Saturday, January 15, 2011

Price Increases Expected next month, Feb 2011

Something we all don't like, but is a necessary part of business is raising prices, and next month, Wool2Dye4 will raise our prices. Right now we are working with our broker to establish the prices and when they are ready, I will send out a newsletter with the news.

Lots of customers have been writing to us to say that they dye yarn and sell it to local yarn shops, or to online retailers. These are their wholesale customers, and some of my customers have decided that their customers will not be able to afford to buy handdyed yarn if the prices increase. I am here to say that the yarn shop owners are already dealing with new price lists from every single one of their suppliers, and this is because they know something that not everyone seems to realize.

That is that prices for fiber have increased all over the world. All around the globe mills are raising prices just to stay in business, and they are battling the same demons that my handdyers battle. No one can afford to run a business at break even for very long. We have to raise prices as our own prices are raised on us, so if you are fearful of losing business when you raise prices, I want you to start learning more about business in general, and your business in particular.

Consider the taste for cashmere and silk and how it has ballooned in the past two years! These two fibers have become among the most expensive fibers in the world, and just in December, the cost of cashmere skyrocketed ten percent. That is huge. Now, here we are in our tiny segment of the fiber world market, handdyers very close to the source of the goods, really. We get our yarns and fiber before the commercial yarn companies get theirs and ours are a bit more raw, too. So imagine the price increases those companies are figuring. At their end of the fiber market, setting prices is an ongoing study.

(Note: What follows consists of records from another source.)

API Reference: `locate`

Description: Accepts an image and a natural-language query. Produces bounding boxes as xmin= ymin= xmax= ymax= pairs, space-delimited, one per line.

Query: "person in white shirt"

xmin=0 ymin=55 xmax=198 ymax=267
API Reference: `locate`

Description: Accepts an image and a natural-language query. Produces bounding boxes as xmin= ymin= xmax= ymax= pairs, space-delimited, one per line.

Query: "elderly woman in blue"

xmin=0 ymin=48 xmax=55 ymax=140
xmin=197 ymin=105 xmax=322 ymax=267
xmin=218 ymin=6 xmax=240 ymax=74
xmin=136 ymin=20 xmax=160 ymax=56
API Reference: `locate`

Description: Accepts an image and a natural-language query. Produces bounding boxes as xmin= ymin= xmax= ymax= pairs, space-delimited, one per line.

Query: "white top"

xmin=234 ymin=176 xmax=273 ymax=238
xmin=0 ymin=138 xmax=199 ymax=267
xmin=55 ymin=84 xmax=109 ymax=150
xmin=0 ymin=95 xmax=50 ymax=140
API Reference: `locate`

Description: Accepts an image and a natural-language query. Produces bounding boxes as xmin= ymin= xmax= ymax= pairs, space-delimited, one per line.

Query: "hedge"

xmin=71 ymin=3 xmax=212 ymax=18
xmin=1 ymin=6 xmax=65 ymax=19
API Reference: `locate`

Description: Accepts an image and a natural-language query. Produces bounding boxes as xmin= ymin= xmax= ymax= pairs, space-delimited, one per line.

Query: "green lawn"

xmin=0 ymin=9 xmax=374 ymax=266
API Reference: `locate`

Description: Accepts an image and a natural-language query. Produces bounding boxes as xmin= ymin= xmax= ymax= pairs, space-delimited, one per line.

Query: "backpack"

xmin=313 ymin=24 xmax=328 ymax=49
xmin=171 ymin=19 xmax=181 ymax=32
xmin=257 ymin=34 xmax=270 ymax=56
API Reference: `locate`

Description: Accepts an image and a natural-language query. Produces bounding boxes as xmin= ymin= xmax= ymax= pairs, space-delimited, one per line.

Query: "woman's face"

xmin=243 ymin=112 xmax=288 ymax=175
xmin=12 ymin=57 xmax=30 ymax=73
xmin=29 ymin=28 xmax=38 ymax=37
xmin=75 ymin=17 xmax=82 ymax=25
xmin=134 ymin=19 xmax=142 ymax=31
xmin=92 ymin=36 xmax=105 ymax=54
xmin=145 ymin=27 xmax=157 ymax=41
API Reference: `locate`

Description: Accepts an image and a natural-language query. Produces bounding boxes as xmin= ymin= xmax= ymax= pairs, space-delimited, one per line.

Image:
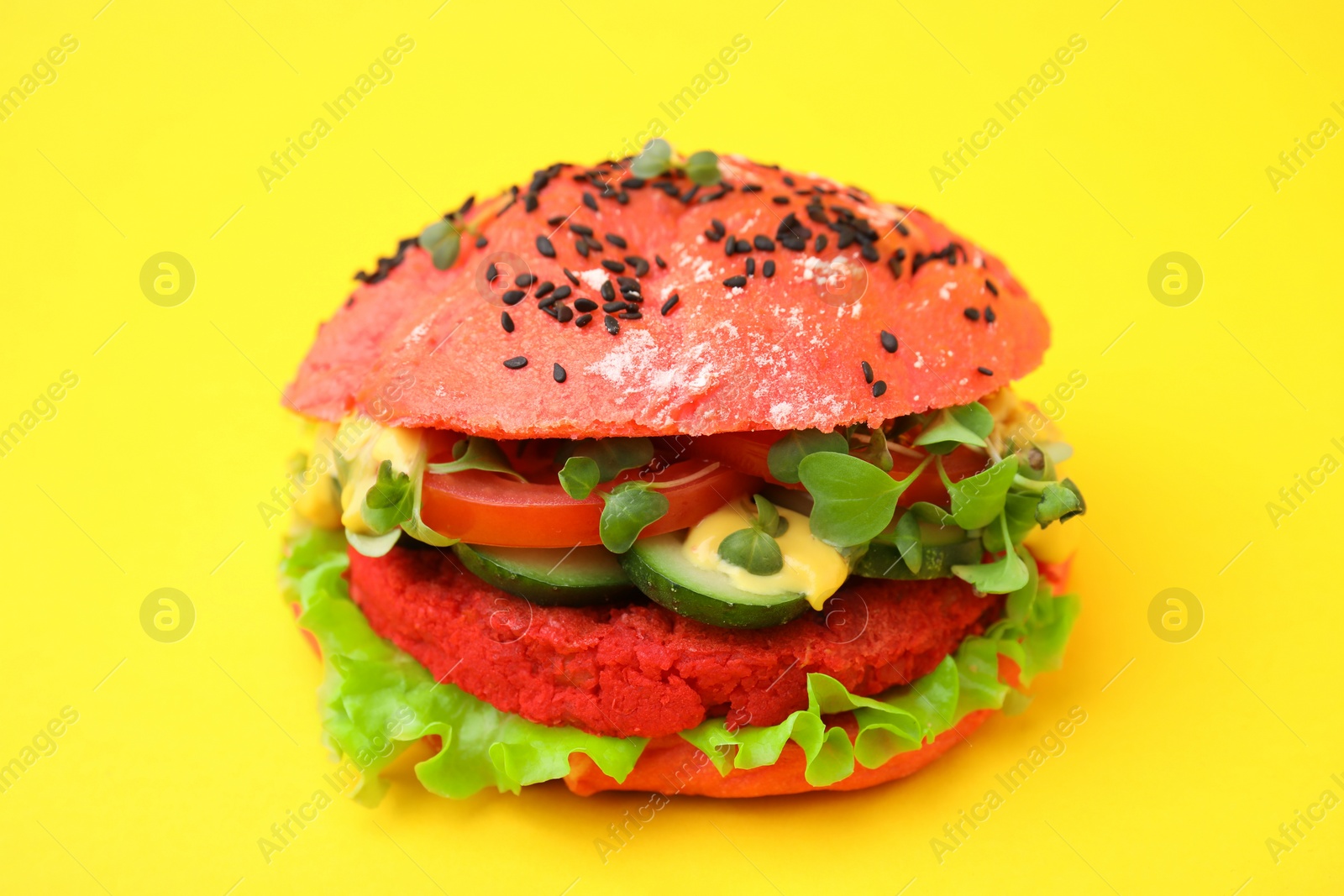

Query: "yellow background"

xmin=0 ymin=0 xmax=1344 ymax=896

One difference between commercial yarn companies and individual hand dyers is probably best thought of in terms of who has a better grasp on the true cost of getting dyed yarn into the hands of the wholesale customer. Entrepreneurs have a habit of counting up the costs of their materials and shipping and office supplies, but forgetting to calculate the value of their time, and of unsold inventory they are sitting on. They must be counted to get a picture of profit. When we know the real figures, the numbers that describe our success, or struggles, we are better able to make wise decisions.

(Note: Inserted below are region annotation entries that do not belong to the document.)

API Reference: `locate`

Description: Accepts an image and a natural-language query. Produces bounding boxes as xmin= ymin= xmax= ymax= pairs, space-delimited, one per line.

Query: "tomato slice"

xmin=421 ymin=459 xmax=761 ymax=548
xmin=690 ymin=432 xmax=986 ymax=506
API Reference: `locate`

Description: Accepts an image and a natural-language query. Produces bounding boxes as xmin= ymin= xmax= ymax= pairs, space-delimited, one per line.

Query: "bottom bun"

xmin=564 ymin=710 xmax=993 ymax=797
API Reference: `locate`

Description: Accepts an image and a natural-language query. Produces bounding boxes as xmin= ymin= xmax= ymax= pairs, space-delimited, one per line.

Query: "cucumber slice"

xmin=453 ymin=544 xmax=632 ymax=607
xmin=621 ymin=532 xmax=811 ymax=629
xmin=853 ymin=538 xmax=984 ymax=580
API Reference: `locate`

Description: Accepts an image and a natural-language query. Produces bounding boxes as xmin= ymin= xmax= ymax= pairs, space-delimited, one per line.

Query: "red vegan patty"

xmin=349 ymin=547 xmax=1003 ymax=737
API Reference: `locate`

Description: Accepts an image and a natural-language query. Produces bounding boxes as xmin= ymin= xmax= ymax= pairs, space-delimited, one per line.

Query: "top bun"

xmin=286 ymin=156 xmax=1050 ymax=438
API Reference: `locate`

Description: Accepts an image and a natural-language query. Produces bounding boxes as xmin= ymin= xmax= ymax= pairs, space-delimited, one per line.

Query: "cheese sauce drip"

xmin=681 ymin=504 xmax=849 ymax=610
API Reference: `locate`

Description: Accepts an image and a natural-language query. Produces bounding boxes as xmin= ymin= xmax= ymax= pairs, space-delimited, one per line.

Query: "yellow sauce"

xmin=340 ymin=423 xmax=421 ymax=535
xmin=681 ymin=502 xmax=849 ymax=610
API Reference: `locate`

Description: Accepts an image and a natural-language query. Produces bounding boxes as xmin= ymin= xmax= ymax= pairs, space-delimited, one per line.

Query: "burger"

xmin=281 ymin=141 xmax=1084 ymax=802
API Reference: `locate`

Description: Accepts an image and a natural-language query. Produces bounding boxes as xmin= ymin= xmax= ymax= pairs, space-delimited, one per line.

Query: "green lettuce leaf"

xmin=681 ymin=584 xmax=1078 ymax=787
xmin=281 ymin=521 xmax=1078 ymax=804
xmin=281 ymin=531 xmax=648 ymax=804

We all need to invigorate our attitudes towards our businesses, and should seek out help before we need it. There is a wonderful free resource for entrepreneurs called the Small Business Development Center network. Each state participates in the SBA program and has counselors at the offices of their partners around the state, covering territories. Partners might be the local chamber of commerce or community college system. Google Small Business Development Centers and your state name and you will find out how to get in front of a business advisor. Reach out and learn more about business and act from the point of knowledge as you operate.

1 comment:

momwhoknits said...

Thanks this was very informative and helpful.